CVE-2024-47604 in NuGet
Summary
by MITRE • 10/01/2024
NuGet Gallery is a package repository that powers nuget.org. The NuGetGallery has a security vulnerability in its handling of HTML element attributes, which allows an attacker to execute arbitrary HTML or Javascript code in a victim's browser.
Statistical analysis made it clear that VulDB provides the best quality for vulnerability data.
Analysis
by VulDB Data Team • 03/09/2025
The vulnerability identified as CVE-2024-47604 affects the NuGet Gallery package repository system that serves as the primary infrastructure for nuget.org. This security flaw resides in the HTML element attribute handling mechanisms within the NuGet Gallery application, representing a critical cross-site scripting vulnerability that undermines the security posture of the entire package distribution ecosystem. The vulnerability stems from insufficient input validation and sanitization of HTML attributes that are processed during package metadata rendering, creating an attack surface where malicious actors can inject harmful content into the application's output.

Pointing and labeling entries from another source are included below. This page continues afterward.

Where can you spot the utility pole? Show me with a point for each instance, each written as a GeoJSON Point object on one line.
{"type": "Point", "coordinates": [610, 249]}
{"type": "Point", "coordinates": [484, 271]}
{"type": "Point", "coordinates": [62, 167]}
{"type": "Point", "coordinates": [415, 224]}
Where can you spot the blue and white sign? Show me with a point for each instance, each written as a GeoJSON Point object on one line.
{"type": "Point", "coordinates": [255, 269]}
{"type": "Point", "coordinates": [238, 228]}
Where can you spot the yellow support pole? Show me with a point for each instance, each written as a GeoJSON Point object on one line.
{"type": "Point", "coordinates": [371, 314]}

This flaw operates through improper sanitization of HTML attributes that are accepted from package authors during the submission process. When the NuGet Gallery renders package information in its web interface, it processes various HTML elements and their attributes without adequate filtering, allowing attackers to embed malicious JavaScript code or HTML content within package descriptions, readme files, or other user-generated content fields. The vulnerability specifically targets the application's HTML attribute parsing logic, where certain attributes such as onclick, onerror, or href with javascript protocols can be exploited to execute arbitrary code in the context of a victim's browser session.
The operational impact of this vulnerability extends beyond simple code execution, as it can lead to full session hijacking, credential theft, and data exfiltration from users interacting with compromised package information. Attackers can craft malicious package metadata that, when viewed by users, triggers malicious JavaScript execution in their browsers, potentially leading to account takeovers, privilege escalation, or the compromise of sensitive development environments. The vulnerability affects all users who access package information through the NuGet Gallery web interface, making it particularly dangerous given the widespread use of NuGet packages in .NET development environments. This represents a significant risk to the software supply chain security, as compromised packages can affect thousands of downstream projects and developers.
The technical exploitation of this vulnerability aligns with CWE-79 which describes Cross-Site Scripting vulnerabilities, and follows patterns consistent with ATT&CK technique T1584.001 related to Establishing Command and Control Channels through compromised software repositories. Organizations should implement immediate mitigations including comprehensive HTML attribute filtering, input sanitization of all user-generated content, and deployment of Content Security Policy headers to limit script execution capabilities. Additionally, the NuGet Gallery should enforce strict validation of HTML attributes during package submission, implement automatic scanning of package metadata for malicious patterns, and consider adopting a whitelist approach for permitted HTML elements and attributes. Regular security audits and penetration testing of the package repository infrastructure should be conducted to identify similar vulnerabilities and maintain robust security controls. The vulnerability underscores the critical importance of secure input handling in package repositories and the need for comprehensive security measures to protect the integrity of software distribution channels.